10. INDEMNITY. Licensee will indemnify and hold MM, its subsidiaries, affiliates, directors, employees, contractors and agents harmless from and against any and all liability, loss, damage, cost or expense (including all costs, legal fees and expenses) whatsoever which the Licensee, its subsidiaries, affiliates, directors, employees, contractors and agents may incur, suffer or be required to pay pursuant to any claims arising directly or indirectly from as a result of or in connection with the actions of the Licensee, its successors, subsidiaries, affiliates, shareholders, officers, directors, employees, contractors and agents under the terms of this Agreement.

11. RELEASE OF LIABILITY. In case of injury to a participant during the Licensee’s implementation of Services or related activities, both Parties agree to hold the other harmless for any and all damages.

12. ASSIGNMENT. Neither Party may assign or transfer this Agreement without prior written consent of the other Party, which consent shall not be unreasonably withheld.

13. AMENDMENT. This Agreement may be modified or amended if the amendment is made in writing and signed by both Parties.

14. WAIVER. The failure of either Party to enforce any provision of this Agreement shall not be construed as a waiver or limitation of that Party’s right to subsequently enforce and compel strict compliance with every provision of this Agreement.

15. NOTICE. Any notice permitted or required under this Agreement is sufficiently given if sent to the party at the addresses given  or to such other address as one Party may have furnished to the other in writing and will be deemed to have been given on the date deposited with the United States Postal Service, postage paid, or when delivered in person or by courier or electronic mail.

16. ENTIRE AGREEMENT. This Agreement contains the entire agreement of the parties regarding the subject matter of this Agreement, and there are no other promises or conditions in any other agreement whether oral or written. This Agreement supersedes any prior written or oral agreements between the parties.

17. SEVERABILITY. If any provision of this Agreement shall be held to be invalid or unenforceable for any reason, the remaining provisions shall continue to be valid and enforceable. If a court finds that any provisions of this Contract is invalid or unenforceable, but that by limiting such provision it would become valid and enforceable, then such provision shall be deemed written, construed, and enforced as so limited.

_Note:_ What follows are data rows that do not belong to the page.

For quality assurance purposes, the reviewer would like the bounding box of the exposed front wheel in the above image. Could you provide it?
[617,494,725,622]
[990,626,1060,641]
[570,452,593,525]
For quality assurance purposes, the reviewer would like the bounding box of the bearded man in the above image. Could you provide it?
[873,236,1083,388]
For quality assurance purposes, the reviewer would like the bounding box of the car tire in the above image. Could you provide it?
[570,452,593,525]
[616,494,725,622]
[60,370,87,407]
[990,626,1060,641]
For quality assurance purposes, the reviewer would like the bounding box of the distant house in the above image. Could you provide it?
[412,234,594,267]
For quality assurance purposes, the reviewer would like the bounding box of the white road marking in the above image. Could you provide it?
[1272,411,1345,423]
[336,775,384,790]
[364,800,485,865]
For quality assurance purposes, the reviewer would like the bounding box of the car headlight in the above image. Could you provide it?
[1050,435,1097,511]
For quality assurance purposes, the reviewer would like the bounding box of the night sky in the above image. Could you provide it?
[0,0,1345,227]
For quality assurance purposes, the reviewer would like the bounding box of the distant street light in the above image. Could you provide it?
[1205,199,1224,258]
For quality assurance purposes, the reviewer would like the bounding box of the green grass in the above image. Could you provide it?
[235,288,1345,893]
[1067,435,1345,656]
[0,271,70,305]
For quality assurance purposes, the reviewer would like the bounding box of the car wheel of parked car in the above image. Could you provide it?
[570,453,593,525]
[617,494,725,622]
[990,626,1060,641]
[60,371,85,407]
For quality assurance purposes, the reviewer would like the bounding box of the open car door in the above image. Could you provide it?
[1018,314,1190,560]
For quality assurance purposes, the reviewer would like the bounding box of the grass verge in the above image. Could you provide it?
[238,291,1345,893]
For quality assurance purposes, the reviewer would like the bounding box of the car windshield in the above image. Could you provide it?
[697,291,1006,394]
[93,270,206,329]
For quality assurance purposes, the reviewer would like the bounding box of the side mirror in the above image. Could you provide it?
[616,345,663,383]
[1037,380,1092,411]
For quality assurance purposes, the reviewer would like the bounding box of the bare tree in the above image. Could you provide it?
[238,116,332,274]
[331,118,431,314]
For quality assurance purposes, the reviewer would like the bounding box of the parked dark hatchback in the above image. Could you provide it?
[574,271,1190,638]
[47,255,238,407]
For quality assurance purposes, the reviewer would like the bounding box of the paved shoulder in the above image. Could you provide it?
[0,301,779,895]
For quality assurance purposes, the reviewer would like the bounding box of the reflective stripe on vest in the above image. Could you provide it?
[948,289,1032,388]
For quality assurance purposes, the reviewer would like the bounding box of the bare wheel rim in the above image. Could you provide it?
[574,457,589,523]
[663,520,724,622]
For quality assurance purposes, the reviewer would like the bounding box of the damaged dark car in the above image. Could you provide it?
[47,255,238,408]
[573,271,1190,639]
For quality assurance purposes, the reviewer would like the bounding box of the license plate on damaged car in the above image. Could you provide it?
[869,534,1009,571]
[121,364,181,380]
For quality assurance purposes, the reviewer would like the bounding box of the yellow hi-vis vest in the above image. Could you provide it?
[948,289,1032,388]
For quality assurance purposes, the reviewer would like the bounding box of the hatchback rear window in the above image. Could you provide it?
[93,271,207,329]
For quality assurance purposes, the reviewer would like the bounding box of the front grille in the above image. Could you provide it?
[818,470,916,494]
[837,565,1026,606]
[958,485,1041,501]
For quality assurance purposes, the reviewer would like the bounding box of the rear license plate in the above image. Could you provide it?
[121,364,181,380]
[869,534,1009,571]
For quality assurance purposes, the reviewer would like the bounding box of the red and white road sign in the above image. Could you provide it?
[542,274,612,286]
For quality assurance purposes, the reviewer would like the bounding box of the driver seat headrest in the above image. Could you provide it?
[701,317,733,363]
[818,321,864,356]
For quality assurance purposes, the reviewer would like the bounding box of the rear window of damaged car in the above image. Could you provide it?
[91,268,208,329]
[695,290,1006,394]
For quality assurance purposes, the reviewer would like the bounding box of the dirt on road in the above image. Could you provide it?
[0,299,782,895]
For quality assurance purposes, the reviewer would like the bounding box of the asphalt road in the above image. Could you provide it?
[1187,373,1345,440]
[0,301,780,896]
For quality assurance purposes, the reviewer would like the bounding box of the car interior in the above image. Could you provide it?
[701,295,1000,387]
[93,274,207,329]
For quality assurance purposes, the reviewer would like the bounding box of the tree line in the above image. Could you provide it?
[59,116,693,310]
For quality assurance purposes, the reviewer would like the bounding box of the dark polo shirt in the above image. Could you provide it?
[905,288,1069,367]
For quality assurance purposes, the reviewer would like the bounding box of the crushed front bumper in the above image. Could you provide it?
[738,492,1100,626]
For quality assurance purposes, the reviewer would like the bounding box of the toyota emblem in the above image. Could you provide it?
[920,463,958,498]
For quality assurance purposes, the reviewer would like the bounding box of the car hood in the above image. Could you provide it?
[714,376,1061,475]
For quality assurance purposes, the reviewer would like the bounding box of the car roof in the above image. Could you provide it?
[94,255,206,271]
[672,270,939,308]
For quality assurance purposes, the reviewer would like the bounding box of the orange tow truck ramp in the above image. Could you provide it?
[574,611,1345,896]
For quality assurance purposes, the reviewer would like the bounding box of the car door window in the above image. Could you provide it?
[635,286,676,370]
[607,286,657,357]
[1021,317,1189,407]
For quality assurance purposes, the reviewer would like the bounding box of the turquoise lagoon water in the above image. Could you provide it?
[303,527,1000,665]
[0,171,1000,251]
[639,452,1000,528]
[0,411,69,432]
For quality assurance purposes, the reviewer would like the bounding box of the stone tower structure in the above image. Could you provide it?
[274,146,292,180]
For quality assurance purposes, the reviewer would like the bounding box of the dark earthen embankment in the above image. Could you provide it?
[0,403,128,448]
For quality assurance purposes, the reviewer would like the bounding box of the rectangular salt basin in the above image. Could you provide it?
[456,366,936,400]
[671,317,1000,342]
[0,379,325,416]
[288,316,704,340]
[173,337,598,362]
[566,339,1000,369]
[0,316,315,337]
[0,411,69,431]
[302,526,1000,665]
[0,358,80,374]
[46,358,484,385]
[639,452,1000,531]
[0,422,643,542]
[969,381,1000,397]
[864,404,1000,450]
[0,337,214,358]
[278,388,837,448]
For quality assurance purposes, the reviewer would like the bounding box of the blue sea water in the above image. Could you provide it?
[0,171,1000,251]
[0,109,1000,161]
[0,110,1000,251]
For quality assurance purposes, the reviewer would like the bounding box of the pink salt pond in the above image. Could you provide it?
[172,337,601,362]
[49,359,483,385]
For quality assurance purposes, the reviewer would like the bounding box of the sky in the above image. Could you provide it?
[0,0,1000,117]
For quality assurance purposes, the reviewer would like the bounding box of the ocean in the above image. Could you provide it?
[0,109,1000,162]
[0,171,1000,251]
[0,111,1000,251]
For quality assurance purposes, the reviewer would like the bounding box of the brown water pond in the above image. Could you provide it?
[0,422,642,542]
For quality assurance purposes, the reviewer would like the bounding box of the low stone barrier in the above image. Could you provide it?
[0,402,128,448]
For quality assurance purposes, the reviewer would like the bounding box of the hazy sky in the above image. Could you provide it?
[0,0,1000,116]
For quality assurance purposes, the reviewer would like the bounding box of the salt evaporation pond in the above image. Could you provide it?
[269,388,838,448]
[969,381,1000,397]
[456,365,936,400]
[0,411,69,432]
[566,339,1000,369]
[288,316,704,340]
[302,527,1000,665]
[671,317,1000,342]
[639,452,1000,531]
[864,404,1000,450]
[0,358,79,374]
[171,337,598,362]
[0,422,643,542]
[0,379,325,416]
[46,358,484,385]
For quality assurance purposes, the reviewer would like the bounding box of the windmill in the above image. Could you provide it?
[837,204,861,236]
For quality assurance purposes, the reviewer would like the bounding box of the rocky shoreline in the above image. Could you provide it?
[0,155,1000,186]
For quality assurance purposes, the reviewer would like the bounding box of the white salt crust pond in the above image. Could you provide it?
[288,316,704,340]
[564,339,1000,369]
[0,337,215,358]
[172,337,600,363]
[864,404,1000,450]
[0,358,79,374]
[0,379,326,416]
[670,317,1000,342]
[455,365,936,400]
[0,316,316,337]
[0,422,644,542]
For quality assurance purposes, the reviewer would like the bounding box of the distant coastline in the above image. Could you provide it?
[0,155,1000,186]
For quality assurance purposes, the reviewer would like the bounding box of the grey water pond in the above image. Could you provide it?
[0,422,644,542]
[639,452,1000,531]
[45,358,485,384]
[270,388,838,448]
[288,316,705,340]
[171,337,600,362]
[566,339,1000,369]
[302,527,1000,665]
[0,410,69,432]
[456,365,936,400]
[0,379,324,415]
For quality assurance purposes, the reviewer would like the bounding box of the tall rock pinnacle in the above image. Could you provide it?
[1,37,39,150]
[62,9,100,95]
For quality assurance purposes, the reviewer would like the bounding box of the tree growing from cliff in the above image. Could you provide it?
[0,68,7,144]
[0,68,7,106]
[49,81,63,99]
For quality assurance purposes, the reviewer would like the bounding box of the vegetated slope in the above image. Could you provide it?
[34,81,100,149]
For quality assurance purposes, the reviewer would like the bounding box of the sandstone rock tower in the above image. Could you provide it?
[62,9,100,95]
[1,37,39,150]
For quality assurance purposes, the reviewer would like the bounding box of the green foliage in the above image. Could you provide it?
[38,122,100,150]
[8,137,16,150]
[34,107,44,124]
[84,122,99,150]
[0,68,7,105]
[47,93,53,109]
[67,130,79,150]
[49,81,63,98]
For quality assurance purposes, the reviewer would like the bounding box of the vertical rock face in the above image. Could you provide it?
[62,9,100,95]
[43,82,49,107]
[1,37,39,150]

18. ARBITRATION. The Parties will attempt to resolve any dispute arising out of or relating to the Agreement through friendly negotiations amongst the Parties. If the matter is not resolved by negotiation, the Parties will resolve the dispute by arbitration administered by the American Arbitration Association in accordance with its Commercial Arbitration Rules [including the Optional Rules for Emergency Measures of Protection]. The arbitration hearing shall take place in Athens, Georgia before a single arbitrator. Judgment on the award rendered by the arbitrator may be entered in any court having jurisdiction thereof.

19. GOVERNING LAW. This Agreement shall be governed by and construed in accordance with the laws of Georgia. If the foregoing confirms the understanding and agreement between us, please so indicate by clicking the box provided.